One blogger fulminated: “The green packaging will go good with your black lungs and yellow teeth. The idea is that environmentalists will feel better about killing themselves. I guess the way people who smoke "light" cigarettes do. The fact is, the package is biodegradable and so is your body.”

The green packages from du Maurier may help the company feel good about their contribution to the environment. But what about their contribution to killing people? I suppose it should have had much more impact, if they did some research and introduced together with the green packaging, the green cigarette. Impossible? I don’t think so.

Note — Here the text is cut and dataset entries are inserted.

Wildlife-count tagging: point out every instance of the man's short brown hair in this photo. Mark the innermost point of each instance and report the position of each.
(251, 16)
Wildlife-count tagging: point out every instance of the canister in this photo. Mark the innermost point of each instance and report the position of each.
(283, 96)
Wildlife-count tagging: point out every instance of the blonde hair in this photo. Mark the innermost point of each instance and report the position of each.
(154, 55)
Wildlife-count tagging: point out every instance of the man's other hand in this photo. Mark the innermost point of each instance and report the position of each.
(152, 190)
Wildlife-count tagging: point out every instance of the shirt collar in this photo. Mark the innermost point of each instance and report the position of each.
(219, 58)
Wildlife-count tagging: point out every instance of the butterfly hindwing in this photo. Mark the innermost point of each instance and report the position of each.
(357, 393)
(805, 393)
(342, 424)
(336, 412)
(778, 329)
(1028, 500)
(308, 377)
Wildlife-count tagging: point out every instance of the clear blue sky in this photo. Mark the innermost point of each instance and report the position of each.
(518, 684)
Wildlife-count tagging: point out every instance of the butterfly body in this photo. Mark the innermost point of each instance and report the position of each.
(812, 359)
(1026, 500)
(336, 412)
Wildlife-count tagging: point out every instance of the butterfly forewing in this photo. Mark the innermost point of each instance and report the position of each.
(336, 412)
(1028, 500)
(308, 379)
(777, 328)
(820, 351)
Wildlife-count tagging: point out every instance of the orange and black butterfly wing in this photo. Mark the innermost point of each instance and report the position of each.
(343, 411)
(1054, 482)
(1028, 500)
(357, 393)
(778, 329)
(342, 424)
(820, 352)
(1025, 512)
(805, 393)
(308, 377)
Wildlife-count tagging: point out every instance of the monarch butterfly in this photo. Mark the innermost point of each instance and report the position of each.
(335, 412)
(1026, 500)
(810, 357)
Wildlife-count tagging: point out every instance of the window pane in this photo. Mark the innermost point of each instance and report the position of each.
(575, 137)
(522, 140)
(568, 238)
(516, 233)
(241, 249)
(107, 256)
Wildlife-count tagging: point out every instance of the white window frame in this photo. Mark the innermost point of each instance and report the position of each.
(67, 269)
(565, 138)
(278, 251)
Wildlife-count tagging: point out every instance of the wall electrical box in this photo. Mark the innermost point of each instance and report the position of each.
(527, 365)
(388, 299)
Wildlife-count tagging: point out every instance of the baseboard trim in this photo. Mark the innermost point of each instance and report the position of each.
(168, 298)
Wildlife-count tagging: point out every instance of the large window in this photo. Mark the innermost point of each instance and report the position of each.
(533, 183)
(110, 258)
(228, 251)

People smoke and will continue to do so, whatever the consequences. The ‘corporate social responsibility’, however, can’t be ‘fattened up’ in reference to a greener packaging. Social responsibility requires a healthy product. When will the tobacco industry finally understand that some research might lead to a ‘greener’ product out of their so hypocritically used statement: ‘corporate social responsibility’? It might safe them a future similar as to the ‘old-time’ automakers in Detroit, which have been ignoring innovations for too long.

UPDATE: A Coffin-Shaped Pack of Cigarettes

In April 2009 for a “campaign to stop smoking”, Ukrainian designer Reynolds, designed a concept for a ’social responsible’ packaging of tobacco products, resulting in a coffin-shaped pack of cigarettes.

The idea is not so new and unique, but still quite impressive, however no tobacco company will use the design in reality, as it is meant to be a visual stimulus to quit smoking.